L’ancien patron de la Fed Ben Bernanke nommé co-lauréat du Nobel d’économie

STOCKHOLM — L’ancien président de la Réserve fédérale américaine, Ben Bernanke, qui a mis son expertise académique sur la Grande dépression au service de l’économie américaine pour la sortir de la crise financière de 2007-2008, a été nommé co-lauréat du prix Nobel des sciences économiques.

Deux autres chercheurs établis aux États-Unis, Douglas W. Diamond et Philip H. Dybvig, partagent la prestigieuse récompense pour leurs travaux sur l’effondrement des banques.
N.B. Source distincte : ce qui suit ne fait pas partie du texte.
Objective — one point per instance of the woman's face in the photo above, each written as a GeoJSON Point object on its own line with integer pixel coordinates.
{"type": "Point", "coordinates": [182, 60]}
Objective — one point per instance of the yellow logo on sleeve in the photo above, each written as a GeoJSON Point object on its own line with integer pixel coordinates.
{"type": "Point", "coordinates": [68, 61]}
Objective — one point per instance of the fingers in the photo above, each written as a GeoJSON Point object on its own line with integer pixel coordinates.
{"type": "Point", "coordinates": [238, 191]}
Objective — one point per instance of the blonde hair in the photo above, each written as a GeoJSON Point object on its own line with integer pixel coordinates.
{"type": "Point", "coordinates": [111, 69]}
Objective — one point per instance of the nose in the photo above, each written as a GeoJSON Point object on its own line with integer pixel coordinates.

Au moment de l’annonce, lundi à l’Académie royale des sciences de Suède, à Stockholm, le comité Nobel a déclaré que ce trio avait permis de démontrer pourquoi il est capital d’éviter les effondrements de banques».

Grâce à leurs découvertes au début des années 1980, les lauréats ont établi les fondations de la régulation des marchés financiers, a soutenu le comité.

«Les crises financières et les dépression sont en quelque sorte les pires choses qui puissent arriver à l’économie», a commenté John Hassler du comité chargé de remettre le prix d’économie.

«Ces choses peuvent arriver. Et nous devons comprendre le mécanisme derrière ces choses pour savoir comment intervenir. Les co-lauréats de cette année nous ont fourni ces réponses», a-t-il ajouté.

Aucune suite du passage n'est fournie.